When institutional legitimacy is eroded, armed groups use political narratives as a veneer for illicit activities, strengthening their territorial grip. Liendo emphasizes that “solid institutional frameworks and responsible leadership are essential to contain the expansion of insurgent structures with transnational backing.”
Armed infrastructure and institutional complicity

Reporting by Infobae indicates that the ELN has established at least 10 camps in the Venezuelan state of Zulia, strategically situated in rural sectors with direct escape routes into Colombia. These installations facilitate cross-border mobility and serve as a shield against security operations.
Some of these camps have clandestine landing strips, significantly bolstering the ELN’s logistical capabilities. The reported collaboration of elements within the Bolivarian National Armed Forces (FANB) and the Bolivarian National Guard (GNB) has been identified as a critical factor in facilitating the group’s unhindered presence in Venezuelan territory.
Liendo reaffirms that “these structures continue to operate in Venezuela, and their presence in other countries in the region allows them greater mobility and coordination.” Within this broader context, the Port of Chancay, in Peru, emerges as a vital logistical node requiring vigilant surveillance, particularly as criminal routes are reconfigured toward South America and the Indo-Pacific.
This shifting landscape could facilitate the projection of hybrid networks backed by extra-continental powers — including China, Russia, and Iran — not only for drug and illegal gold trafficking, but also for the expansion of criminal organizations with political objectives.
Reconfiguration of regional security
Although the security environment in Venezuela has undergone a significant transformation since the beginning of 2026, a report by the European Union Institute for Security Studies warns that the country continues to serve as a refuge for armed mega-gangs linked to drug trafficking, while the ELN maintains its dominance in regions vital to the illicit economy.

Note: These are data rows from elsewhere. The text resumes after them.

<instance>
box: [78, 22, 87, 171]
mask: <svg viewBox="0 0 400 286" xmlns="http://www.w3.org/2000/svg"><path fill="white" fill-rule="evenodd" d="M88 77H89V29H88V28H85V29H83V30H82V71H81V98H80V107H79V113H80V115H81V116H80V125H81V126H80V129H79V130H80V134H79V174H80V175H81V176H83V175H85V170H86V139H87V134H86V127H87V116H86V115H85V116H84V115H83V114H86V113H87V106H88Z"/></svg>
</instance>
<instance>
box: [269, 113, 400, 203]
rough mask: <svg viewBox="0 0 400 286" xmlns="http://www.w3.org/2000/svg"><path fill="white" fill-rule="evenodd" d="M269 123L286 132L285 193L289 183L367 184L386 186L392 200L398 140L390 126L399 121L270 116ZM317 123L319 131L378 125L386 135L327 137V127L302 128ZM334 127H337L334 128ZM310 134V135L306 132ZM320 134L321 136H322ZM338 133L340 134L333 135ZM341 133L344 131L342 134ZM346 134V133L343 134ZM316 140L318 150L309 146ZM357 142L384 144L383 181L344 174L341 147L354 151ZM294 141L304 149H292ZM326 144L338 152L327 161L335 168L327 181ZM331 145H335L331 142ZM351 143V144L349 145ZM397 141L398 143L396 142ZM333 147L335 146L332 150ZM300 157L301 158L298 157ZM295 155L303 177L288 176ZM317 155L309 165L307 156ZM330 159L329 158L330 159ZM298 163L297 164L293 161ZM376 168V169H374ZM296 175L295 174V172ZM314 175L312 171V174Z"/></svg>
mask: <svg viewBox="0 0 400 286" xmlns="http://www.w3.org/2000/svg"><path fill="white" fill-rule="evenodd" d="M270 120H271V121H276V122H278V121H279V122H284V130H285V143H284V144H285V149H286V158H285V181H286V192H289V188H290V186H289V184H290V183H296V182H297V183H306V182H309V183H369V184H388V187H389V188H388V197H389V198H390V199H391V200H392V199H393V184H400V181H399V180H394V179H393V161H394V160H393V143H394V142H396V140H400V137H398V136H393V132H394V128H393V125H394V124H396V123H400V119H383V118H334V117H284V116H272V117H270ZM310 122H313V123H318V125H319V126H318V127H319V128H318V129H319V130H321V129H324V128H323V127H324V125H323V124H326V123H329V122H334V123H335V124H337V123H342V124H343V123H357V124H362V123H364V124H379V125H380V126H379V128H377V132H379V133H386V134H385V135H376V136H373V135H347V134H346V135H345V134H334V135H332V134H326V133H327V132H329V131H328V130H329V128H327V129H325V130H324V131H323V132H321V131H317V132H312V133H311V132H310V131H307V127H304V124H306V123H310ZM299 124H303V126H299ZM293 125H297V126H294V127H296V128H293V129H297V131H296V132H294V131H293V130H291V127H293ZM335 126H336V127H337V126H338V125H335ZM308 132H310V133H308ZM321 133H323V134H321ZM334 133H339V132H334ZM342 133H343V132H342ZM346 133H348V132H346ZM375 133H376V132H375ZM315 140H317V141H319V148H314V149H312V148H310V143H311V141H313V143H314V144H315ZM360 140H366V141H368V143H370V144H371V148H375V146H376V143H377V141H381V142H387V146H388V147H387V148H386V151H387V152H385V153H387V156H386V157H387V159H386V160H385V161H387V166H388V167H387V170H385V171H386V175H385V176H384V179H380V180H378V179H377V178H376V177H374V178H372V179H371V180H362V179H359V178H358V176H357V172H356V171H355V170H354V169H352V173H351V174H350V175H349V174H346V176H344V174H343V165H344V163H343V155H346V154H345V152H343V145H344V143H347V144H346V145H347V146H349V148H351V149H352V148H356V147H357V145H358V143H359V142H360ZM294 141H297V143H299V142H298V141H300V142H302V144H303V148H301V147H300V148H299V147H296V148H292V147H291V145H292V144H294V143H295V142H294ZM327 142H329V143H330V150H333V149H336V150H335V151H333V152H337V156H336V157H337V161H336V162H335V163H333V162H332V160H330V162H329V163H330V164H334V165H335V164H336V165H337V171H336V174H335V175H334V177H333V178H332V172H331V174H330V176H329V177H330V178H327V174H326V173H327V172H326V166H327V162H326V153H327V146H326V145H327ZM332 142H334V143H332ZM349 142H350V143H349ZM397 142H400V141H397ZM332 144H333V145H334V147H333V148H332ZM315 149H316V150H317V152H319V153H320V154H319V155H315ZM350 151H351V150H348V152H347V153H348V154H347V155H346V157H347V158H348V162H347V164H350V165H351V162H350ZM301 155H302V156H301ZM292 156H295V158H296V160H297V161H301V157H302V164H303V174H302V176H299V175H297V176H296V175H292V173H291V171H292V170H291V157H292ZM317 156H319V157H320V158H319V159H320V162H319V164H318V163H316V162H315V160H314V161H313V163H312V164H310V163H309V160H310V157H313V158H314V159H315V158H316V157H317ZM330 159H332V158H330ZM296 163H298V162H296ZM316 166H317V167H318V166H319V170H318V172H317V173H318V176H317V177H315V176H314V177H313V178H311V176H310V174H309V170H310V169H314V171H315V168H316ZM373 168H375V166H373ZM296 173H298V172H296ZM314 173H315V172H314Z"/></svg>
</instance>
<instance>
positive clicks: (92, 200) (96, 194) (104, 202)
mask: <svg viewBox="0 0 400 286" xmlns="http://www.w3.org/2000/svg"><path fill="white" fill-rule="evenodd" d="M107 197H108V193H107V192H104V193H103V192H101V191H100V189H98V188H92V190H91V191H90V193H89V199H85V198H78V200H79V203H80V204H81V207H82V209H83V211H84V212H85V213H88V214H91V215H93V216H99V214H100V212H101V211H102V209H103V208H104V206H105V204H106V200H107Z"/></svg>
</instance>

Despite intensified international scrutiny, the links between armed non-state actors and state structures have not been fully severed. This environment of institutional volatility remains a catalyst for the territorial and transnational expansion of the ELN and similar criminal groups, carrying profound implications for regional stability and security.
For Liendo, “preventing structures such as the ELN from replicating transnational rear guard models requires strengthening non-ideological political leadership committed to the rule of law.”
He concludes that the containment of these organizations must be anchored in robust democratic institutions, a structural offensive against corruption, and a hemispheric identity built upon shared values. Without these foundations, he warns, “armed and criminal groups will continue to exploit institutional fragility to consolidate their bases, secure financing, and project their influence beyond national borders.”